Writing about the sexual damage a survivor struggles with can be tedious, no matter if it happened to you or me. We don’t like to talk about it and none of us want to. It’s a hushed topic in the washroom, or a private confession in Facebook.
However, on my book blog, it is discussed frequently. If you are here, and you read the entire post, chances are you are a woman in recovery or are close to one.
The blog is devoted to women in recovery, and yes it includes erotica because most women after abuse are terrified of physical intimacy.
We all crave it, we all want to be touched and loved, but so many of us shut down after this crisis to our femininity. Some of us never have sexual intimacy again with another person – or worse, we objectify ourselves – and that is a crushing blow to us as females. We cannot get back to one of the best parts of us that separates us from the boys. Our beauty, our grace, and our sexuality.. stripped in an instant that lasts forever if we allow it.
Everyone’s perspective of erotica varies. For some, it might have answered the question of exactly what happened under the covers when she gently closed the door… and for yet others, the word erotica = the Satan Beast at hand.
Pornography steps into the realm of meaningless, casual lust with no strings. It does not really address love, or desires, anguish or personal conflicts. At its core, it is simply sex (simple or extreme) without emotional meaning.
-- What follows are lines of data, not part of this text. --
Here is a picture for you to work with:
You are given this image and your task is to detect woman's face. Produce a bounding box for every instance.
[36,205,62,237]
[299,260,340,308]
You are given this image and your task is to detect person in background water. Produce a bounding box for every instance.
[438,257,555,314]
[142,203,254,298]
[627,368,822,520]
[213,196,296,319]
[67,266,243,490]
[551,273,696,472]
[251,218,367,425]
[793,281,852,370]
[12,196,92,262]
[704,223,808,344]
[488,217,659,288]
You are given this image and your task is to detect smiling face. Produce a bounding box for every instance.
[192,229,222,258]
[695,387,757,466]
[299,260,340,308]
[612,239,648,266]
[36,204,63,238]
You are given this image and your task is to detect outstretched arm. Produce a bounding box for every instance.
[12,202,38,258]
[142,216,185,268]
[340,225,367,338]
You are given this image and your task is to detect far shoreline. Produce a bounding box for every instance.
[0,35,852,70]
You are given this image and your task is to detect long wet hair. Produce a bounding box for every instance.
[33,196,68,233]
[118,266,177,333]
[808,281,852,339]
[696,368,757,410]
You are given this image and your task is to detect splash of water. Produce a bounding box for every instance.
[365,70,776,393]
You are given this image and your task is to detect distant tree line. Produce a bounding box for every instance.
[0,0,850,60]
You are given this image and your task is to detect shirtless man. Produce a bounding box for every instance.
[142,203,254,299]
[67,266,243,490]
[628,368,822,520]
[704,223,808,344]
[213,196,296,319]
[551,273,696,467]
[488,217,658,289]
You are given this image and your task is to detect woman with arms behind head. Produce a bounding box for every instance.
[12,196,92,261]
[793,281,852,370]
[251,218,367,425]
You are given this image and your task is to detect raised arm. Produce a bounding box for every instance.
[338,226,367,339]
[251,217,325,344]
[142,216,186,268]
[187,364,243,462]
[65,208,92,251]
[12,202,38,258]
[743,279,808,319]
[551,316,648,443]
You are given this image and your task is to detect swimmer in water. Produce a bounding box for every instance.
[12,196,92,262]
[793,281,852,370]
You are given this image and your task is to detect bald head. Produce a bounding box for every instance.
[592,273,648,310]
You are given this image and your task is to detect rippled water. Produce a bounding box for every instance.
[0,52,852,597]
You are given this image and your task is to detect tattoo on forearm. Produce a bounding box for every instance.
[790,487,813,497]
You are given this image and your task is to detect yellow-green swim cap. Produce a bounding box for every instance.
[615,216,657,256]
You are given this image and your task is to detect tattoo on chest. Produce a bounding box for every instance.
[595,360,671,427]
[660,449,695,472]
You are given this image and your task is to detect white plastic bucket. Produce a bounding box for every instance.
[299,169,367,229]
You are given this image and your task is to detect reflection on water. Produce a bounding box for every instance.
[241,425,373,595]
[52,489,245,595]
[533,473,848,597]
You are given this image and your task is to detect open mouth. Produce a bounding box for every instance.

Erotica has an emotional meaning behind it. Erotica is powerful, compelling, and sexually satisfying. Erotica is good for women. It gives us new ideas, and wants. It fires our sexual fantasies. It rekindles our long-lost desires and most definitely, fills the void when we are found wanting. And at it’s core, it is not meant to be objectifying or demoralizing toward women.
If you’re looking for that, well… you are on the wrong blog. Porn is the next aisle over.
There is a paramount difference between erotica and pornography. But even then, arguments vary because you will find the grey areas of souls fallen through the cracks where bondage, pain, etc is their perspective of love- because that was the only way they were able to re-connect to intimacy.
Perhaps another soul who has avoided intimacy for many years would join a book-burning of Fifty Shades of That Book under their perspective that the book was pornography, when really, it’s not even close and they are having difficulty connecting to intimacy.
For me, writing erotica was the pivotal healing point I needed. I couldn’t read or write just any old story. It had to be personal and meaningful, to me. Not to the theys. It had to connect, to me. Everyone’s trauma is unique and what we need to heal will not be the same as what another person needs.
As you take your journey today, remember the mind is intertwined with the body and spirit and when one is hurting or neglected, the rest suffer. However difficult it is, acknowledge the one, because as a whole it affects you and shapes the rest of your life only if you allow it.